Staunton, Va

Gypsy Hill Park has been an important part of Staunton’s history since the 19th century. The area was initially the source of Staunton’s water supply via underground springs distributed from the Pump House.  Established as a city park in 1889, the grounds were expanded to include a fairgrounds, a horse race track, and a zoo. The park entrance is adorned with ornamental Victorian era gates and piers designed in the 1890s by the well-known local architect T.J. Collins. This gateway is flanked by the historic Pump House and the Garden Center. Today the park consists of 214 acres and is the most used public facility in the City of Staunton with nearly 100,000 visitors annually.

In 2018, interested citizens formed the Gypsy Hill Park Gateway Restoration Committee to create and implement a plan and raise funds for upgrading various elements at the park entrance. Working with the City Department of Parks and Recreation, these improvements included the installation of a major new gateway sign, restoration of the existing gates and brick piers designed by local architect, T. J. Collins, reconstruction of the wood shingled, peaked roofs of three historic spring boxes, installation of historically-styled street lights, repairs and repainting of the Garden Center, and installation of interpretive signs about park.

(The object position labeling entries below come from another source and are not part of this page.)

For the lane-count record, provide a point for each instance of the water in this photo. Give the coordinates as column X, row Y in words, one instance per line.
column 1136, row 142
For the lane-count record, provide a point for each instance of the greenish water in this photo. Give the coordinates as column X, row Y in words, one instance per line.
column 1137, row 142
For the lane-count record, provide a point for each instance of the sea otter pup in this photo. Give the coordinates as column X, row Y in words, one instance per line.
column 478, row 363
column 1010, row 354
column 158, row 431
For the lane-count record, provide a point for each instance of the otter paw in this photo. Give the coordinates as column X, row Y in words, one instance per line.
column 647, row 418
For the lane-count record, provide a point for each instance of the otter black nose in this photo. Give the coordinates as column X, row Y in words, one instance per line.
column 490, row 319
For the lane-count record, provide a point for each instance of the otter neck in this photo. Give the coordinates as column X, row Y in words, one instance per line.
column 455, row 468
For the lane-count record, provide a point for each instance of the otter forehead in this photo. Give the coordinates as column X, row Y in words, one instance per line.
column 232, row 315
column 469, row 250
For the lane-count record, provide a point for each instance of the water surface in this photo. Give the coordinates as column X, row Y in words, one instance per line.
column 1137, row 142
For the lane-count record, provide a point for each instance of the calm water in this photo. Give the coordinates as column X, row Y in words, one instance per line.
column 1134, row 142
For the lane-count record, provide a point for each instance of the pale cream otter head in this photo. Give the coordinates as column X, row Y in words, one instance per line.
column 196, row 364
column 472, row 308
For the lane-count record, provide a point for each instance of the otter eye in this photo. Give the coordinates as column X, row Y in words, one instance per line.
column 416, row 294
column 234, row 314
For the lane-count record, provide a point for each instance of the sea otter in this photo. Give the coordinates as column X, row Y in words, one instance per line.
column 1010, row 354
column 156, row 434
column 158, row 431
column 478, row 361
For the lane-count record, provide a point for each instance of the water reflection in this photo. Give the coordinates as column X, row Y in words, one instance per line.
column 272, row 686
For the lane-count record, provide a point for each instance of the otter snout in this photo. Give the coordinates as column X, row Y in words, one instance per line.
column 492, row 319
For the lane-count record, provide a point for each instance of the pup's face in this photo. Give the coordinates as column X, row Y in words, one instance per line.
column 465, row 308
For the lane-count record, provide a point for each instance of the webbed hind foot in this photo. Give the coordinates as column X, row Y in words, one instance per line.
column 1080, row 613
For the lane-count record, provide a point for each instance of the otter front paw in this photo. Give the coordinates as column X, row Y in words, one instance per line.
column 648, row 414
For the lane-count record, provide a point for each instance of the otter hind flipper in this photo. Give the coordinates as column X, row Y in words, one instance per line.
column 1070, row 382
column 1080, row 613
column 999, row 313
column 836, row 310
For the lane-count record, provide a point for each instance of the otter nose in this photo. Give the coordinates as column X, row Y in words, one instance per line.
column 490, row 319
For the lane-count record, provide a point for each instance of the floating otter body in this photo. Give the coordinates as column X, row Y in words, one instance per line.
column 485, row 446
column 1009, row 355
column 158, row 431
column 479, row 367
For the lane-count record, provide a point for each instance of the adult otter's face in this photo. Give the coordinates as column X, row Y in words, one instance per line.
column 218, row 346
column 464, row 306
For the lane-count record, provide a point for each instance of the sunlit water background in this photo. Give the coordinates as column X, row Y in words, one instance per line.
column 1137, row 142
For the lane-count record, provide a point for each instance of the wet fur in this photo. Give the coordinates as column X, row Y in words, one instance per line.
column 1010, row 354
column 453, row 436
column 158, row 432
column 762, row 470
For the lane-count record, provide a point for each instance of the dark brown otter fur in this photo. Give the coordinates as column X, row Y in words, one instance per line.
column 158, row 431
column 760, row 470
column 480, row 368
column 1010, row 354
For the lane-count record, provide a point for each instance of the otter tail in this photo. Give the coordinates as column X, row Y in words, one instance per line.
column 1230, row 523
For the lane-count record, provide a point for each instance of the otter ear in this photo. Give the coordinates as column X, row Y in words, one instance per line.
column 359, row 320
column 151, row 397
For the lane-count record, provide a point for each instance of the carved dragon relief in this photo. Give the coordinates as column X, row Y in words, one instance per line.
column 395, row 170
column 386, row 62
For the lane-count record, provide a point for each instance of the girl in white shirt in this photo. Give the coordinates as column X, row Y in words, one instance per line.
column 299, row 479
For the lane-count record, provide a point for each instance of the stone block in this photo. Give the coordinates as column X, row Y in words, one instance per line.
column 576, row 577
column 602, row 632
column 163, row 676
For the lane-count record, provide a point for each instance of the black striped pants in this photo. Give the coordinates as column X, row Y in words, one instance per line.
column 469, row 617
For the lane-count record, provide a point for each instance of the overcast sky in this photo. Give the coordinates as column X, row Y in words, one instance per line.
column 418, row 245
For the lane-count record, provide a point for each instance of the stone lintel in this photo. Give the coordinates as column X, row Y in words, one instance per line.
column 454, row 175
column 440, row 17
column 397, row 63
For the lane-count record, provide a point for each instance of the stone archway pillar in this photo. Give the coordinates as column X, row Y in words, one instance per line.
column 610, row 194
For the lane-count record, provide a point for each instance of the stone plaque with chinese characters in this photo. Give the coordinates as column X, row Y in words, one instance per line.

Frazier Associates provided computer renderings for conceptual planning for the entire project, as well as detailed drawings for the new gateway sign, design of the interpretive signs. The new arched metal gateway was designed to provide better recognition of the park entrance with its name and founding date of 1889. It complements the historic character of the Victorian iron gates, lamp, and brick piers. The interpretive signs illustrate the rich history of the park from its beginnings as the city’s water supply and its late 19th century carriage path, bandstand, duck pond, and horse races, to its 20th century amenities, sports facilities, and community concerts featuring famed country music stars to local jazz musicians. The signs, installed in a new landscaped plaza behind the Pump House, provide a new attraction and educational feature in the park.